Bij het meer Yahuarcocha in de provincie Imbabura komen op zondag tientallen families samen voor een wandeling, bootje varen, het eten van een visje of een picknick. Rond het meer ligt een opvallend gladde weg die leuk is voor een soepel ritje, maar vooral om de auto eens goed te laten zien. Keek ik op Brink in Laren nog mijn ogen uit bij een Maserati of een Bentley, hier is de show verbluffender. De Ecuadorianen zijn dol op hun wagens. Ze worden gepimpt met gekleurde lampjes op de grill en achterbumper, met idiote toetergeluiden of verbreed door dikke banden tot ver buiten de wielkassen te plaatsen. En wie zijn automerk zat is, plakt er gewoon een nieuwe op zoals ’Lambourrini’, want niemand remt hier voor een spelfoutje. Voor een echt nieuw model sluiten sommige Ecuadorianen met alle liefde een flinke lening af, ook al slokt die maandelijks de helft van het salaris op. Maar wie rijdt, is hier de man.

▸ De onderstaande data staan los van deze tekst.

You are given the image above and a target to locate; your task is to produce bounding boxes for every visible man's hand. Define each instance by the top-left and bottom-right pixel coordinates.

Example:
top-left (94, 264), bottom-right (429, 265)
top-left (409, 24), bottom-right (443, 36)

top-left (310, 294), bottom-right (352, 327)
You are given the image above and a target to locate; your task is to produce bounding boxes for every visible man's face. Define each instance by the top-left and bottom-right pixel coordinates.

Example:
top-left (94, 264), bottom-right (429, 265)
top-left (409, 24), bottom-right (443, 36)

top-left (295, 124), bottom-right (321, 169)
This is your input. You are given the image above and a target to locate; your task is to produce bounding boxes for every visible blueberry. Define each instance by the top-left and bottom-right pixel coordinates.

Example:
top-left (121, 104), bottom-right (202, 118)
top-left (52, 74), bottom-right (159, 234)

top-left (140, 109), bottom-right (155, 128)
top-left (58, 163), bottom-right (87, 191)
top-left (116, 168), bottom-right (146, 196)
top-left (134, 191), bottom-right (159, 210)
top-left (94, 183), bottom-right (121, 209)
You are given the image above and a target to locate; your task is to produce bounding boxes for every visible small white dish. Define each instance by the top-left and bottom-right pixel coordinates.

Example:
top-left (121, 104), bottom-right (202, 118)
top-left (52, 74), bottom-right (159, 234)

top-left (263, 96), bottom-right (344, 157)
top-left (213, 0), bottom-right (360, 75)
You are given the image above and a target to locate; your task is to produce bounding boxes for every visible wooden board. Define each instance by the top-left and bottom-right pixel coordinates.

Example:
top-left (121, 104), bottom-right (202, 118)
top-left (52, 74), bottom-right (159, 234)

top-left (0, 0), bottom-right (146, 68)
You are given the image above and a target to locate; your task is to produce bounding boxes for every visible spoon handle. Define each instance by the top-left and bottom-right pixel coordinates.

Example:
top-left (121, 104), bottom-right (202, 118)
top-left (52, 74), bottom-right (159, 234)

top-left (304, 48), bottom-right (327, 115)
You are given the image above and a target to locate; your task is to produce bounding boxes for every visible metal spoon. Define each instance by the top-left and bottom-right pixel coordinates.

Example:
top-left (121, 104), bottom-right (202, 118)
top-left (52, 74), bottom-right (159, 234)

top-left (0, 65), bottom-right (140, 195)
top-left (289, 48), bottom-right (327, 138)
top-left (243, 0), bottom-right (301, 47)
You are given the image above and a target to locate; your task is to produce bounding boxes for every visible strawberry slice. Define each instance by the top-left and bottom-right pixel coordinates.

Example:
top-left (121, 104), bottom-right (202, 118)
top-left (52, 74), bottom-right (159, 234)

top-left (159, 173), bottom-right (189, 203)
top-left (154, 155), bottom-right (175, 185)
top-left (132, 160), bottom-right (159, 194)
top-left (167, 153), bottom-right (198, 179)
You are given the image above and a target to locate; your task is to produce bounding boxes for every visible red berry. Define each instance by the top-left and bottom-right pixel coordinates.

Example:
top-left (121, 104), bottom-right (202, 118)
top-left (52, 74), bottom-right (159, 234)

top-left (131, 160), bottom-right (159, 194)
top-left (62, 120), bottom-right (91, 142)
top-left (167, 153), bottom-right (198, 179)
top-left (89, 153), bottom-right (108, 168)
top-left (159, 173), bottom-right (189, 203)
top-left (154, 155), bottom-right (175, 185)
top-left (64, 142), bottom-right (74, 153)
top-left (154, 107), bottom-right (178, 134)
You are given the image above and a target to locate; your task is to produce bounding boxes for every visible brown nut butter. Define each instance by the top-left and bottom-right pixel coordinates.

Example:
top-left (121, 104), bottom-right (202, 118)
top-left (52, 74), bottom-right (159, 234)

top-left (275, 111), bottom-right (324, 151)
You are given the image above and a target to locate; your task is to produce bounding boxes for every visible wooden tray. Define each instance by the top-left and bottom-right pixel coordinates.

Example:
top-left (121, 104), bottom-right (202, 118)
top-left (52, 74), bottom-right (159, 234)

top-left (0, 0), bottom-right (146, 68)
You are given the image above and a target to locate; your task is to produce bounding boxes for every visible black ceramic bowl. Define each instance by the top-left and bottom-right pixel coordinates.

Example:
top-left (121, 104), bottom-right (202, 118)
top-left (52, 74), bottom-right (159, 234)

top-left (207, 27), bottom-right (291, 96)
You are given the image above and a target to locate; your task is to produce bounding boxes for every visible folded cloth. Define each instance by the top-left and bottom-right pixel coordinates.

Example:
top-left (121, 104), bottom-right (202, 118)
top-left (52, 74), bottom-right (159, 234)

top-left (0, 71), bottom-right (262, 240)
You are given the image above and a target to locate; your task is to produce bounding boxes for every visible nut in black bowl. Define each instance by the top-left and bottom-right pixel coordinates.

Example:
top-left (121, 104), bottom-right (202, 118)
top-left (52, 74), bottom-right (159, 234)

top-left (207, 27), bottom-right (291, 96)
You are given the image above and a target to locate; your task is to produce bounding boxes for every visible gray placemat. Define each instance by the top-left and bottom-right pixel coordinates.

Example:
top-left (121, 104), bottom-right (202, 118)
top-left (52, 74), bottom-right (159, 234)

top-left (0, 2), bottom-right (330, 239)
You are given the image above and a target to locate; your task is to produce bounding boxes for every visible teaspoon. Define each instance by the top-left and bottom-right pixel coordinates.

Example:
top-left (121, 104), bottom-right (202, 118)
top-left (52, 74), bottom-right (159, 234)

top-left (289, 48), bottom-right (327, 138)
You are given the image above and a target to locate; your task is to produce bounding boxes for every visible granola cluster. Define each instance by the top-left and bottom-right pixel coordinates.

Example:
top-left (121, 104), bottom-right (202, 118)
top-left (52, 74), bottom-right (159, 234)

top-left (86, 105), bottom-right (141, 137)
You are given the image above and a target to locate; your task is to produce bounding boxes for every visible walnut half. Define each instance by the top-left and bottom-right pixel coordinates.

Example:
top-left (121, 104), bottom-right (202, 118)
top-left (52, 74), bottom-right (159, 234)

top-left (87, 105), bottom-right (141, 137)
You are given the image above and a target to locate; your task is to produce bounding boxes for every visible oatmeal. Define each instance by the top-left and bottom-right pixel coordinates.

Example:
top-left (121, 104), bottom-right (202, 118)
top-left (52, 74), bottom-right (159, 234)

Een ruig zondagsritje... |
Yahuarcocha stroomt aan het einde van de zondagmiddag weer leeg. De bootjes gaan naar de kant, kleedjes worden opgevouwd, prullenbakken volgepropt en de kinderen op de achterbank gezet. Een witte Toyota rijdt langzaam voorbij. Uit de openstaande achterklep steken vier bruine schoenen en twee kruintjes van gitzwart haar. Het wordt hoog tijd voor een nieuwe zeszitter, moet pa gedacht hebben.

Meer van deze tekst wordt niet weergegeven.